身の上話

身の上に起こった、嘘のような本当の話。タイトルは佐藤正午作品から。

時間を持て余した。

 自宅に帰着。普段は2時間かかる実家から自宅への道のりも1時間少々で済んで、ほとんど疲れなかった。このように安楽で普通に通勤できそうと思う時がある一方、ジッとしていられなくて発狂しそうと思う時もある。しかし、だいたい、ヘルプマークを付けていてもシルバーシートですら席を譲ってくれない。どうせ嘘だろうと言われて障害者手帳を見せたこともある。

 今日は、落ち着いて過ごせて、普通に通勤できそうどころか、座れてスマートフォンを見る余裕もできた。ホームに降りた時には電車が来ていて乗れるところに飛び乗り、普段とは違う車両だったので、即位の礼に伴って空いていたのかどうかは不明。普通の休日より空いていた気もする。

 さて、自宅にいるときは時間があっても精神的に余裕がなく休まらないのだが、実家にいるときは読む本も持って行かなかったので、やることがなくて困った。TVも母が観ているし、配信を観たくてもPCもない。それでTVのニュースを見ていて、ニュースの現場にいる人は意外と日常の物を知らないのかも知れないと思った。

 半鐘、というものがある。ものがあるというか、そんなもの、だれでも知っていると思っていた。TVでレポーターが、あの鐘のようなもの… と言っていて、の、ようなもの(落語かよ)ではなく、鐘の一種の半鐘というものだけど、と独りで突っ込んでいた。

 また、三和土という言葉を知らないリポーターもいて驚いた。玄関を入ったところにあるコンクリートが敷き詰められた土間と言っていて、コンクリートが敷き詰められていたら、その時点で土間ではないだろう。三和土は一戸建てに限らずマンションにもあるので、どうして、その言葉を知らないで育ったのか不思議だ。

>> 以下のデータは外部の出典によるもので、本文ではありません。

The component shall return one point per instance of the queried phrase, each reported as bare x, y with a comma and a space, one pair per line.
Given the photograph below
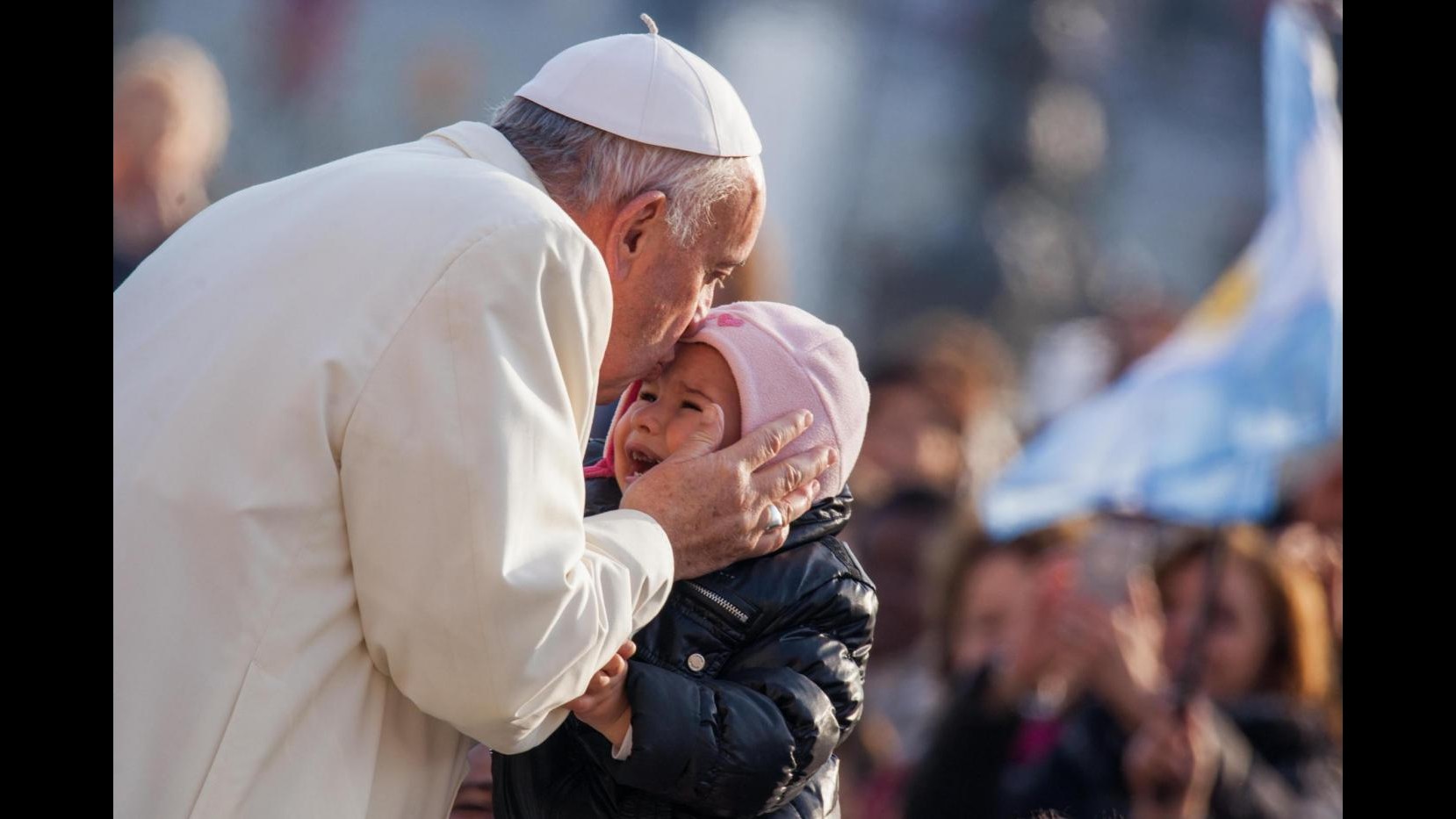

 以前、日本人が知らない日本語という番組を観たが、さすがに、むら猪口(むら=むらさき)は醤油皿で良いだろう。同様に蝿帳ていどは仕方がないかなと思う。このような言葉は通訳ガイド試験に出そうだが、義務教育で教える必要はないのだろうか。ちょっと知らないにもほどがあるのではないかと思った。